6 of 166 comments (clear)

  1. It should be named Blender 3.0 by Anonymous Coward · · Score: 3, Interesting

    Really, the list of new features and improvements is so impressive that, were it a company product, it would surely be named "3.0", not puny 2.42 (after 2.41)...

    1. Re:It should be named Blender 3.0 by It'sYerMam · · Score: 3, Interesting

      In the past year or so, every single release has something that got the modeller in me excited. Each time, there has been at least one feature that is almost immediately applicable, usually more, and with a raft of bugfixes and minor features that I doubt I'll use. Blender has been for quite a while a very impressive piece of software, and that is ignoring the fact that it is free. It is one of the main, (in my opinion) achievements of the F/OSS movement, and is competable with professional applications. If development continues at this rate, I expect is will quite possible be better than its expensive competitors.

      --
      im in ur .sig, writin ur memes.
  2. My impressions of Elephant's Dream. by enitime · · Score: 5, Interesting
    "See, the best invention really is neccesity. They should try to make a movie every year or two."


    In future they should try to get better writers. I saw the Elephant's Dream movie, and technically it's not too bad. The models seemed fairly on-par with most "real" 3D animation feature movies. The animation was worse, but at least still around what you get on those 3D animated kids' shows or in-game cut-scenes. I was more impressed than I thought I'd be.

    But did anyone think that story was any good? I didn't. And with all the stories and fan-fiction out there surely there must be hordes of aspiring writers out there who would like nothing more than a movie based on one of their scripts, even if it means making it creative common licensed. If nothing else, it gets their name on IMDB. That's a decent foot-in-the-door these days, if they're looking for a career. Then you perfect it with collaborative writing, TV-show style, where a whole team of writing staff have input (or in this case the whole Internet.)

    Couldn't get open-sourcier than that.

    But get WRITERS to do it.

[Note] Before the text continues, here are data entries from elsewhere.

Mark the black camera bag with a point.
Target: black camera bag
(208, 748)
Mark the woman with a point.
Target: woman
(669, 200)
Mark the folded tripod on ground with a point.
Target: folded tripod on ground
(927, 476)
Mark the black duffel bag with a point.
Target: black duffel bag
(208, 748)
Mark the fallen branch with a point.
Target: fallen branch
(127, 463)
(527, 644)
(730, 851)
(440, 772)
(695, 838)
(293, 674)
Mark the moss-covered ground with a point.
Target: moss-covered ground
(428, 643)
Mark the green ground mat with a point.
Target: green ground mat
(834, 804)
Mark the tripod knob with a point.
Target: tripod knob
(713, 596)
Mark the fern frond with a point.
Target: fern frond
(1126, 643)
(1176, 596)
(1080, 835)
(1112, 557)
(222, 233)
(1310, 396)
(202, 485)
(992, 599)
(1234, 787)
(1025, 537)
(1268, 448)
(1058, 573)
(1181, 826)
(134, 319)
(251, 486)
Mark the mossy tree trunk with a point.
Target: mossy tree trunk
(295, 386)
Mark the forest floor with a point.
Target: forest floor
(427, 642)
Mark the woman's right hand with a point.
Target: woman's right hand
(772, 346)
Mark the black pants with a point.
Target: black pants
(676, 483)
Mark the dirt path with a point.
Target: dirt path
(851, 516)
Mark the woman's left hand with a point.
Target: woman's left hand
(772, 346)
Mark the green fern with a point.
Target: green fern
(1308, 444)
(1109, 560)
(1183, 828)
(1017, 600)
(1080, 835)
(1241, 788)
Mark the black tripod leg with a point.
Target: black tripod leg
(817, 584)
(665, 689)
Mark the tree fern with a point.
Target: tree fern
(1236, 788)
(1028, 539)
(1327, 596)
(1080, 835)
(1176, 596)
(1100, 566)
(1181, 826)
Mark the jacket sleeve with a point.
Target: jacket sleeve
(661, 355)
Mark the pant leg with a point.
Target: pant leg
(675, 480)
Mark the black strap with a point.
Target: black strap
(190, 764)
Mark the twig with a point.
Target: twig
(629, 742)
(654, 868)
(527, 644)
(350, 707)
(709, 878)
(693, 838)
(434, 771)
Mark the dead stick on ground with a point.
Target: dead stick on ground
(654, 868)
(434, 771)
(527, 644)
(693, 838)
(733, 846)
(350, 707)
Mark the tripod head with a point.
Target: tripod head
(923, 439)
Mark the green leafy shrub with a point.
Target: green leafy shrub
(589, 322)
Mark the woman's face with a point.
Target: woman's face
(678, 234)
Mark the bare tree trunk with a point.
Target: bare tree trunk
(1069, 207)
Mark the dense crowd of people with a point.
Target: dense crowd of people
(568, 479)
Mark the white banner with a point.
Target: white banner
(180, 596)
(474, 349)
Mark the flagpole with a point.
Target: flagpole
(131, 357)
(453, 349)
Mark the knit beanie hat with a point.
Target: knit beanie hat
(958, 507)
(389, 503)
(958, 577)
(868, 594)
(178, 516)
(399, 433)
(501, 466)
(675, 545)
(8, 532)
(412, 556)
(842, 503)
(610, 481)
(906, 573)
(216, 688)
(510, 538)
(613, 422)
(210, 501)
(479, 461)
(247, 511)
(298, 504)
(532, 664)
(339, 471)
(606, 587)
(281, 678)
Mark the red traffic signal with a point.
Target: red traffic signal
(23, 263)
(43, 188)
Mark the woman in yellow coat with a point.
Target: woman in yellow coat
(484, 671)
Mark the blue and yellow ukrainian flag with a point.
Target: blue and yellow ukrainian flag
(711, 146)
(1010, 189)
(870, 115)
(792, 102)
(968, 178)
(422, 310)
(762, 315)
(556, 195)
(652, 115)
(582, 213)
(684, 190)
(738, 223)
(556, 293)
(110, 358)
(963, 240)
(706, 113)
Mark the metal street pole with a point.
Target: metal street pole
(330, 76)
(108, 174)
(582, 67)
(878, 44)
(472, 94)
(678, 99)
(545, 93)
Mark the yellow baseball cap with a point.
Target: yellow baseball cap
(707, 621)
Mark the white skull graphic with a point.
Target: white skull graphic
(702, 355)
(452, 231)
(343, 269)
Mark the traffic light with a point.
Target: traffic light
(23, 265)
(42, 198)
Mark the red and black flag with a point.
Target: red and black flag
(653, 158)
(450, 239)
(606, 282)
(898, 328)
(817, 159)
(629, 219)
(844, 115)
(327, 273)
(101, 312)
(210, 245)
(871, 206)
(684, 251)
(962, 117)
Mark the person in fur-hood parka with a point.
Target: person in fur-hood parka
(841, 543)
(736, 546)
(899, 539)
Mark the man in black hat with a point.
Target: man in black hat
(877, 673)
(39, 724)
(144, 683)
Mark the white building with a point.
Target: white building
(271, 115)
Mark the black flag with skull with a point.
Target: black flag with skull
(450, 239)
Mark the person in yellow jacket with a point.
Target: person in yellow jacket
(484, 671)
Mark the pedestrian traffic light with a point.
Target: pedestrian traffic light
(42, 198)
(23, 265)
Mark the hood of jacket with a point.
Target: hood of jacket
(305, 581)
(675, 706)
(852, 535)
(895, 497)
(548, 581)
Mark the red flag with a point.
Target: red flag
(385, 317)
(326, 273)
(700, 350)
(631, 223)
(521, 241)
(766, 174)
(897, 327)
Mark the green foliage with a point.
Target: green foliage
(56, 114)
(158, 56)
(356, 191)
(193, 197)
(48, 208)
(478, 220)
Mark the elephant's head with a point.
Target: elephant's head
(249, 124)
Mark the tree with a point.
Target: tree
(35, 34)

I'd bet good money this thing was written by animators and modelers. If you're a professional-level animator/modeler you're probably not a professional-level writer. No one's good at everything. Get over your egos and suck it up.

    I guess it's the same problem open source programmers have with, for example, user interfaces or documentation. "It's just a minor detail, what really matters is this other aspect. Besides, how hard can it be? I'll do it myself."

  3. Wow...Plugins. by Anonymous Coward · · Score: 1, Interesting

    For ME, the most important thing is the running of plugins* ment for other 3D tools. A lot of games release development plugins for 3Dmax. Fine if that's what you have. Not so fine if you don't.

    *Number two is the running of published scripts.

    BTW how well does Blender do hair, fur and cloth, along with particle effects like water and fire?

  4. Open Source? by Anonymous Coward · · Score: 1, Interesting

    Then where is the script and story board? As an open source zealot I need these things!

  5. Re:What have they done for the UI? by Snowy_Duck · · Score: 2, Interesting

    Suprisingly enough the majority of our new users actualy are these 'snot-nosed newbies'. It seems older people just don't have the drive to learn something new...and probably the fact that they can afford professional software. Building a seperate UI would require a massive undertaking on the part of our few coders, who are already busy enough trying to keep up with today's 3D application needs. Besides, we have a great community who would be willing to help you with any problems you have.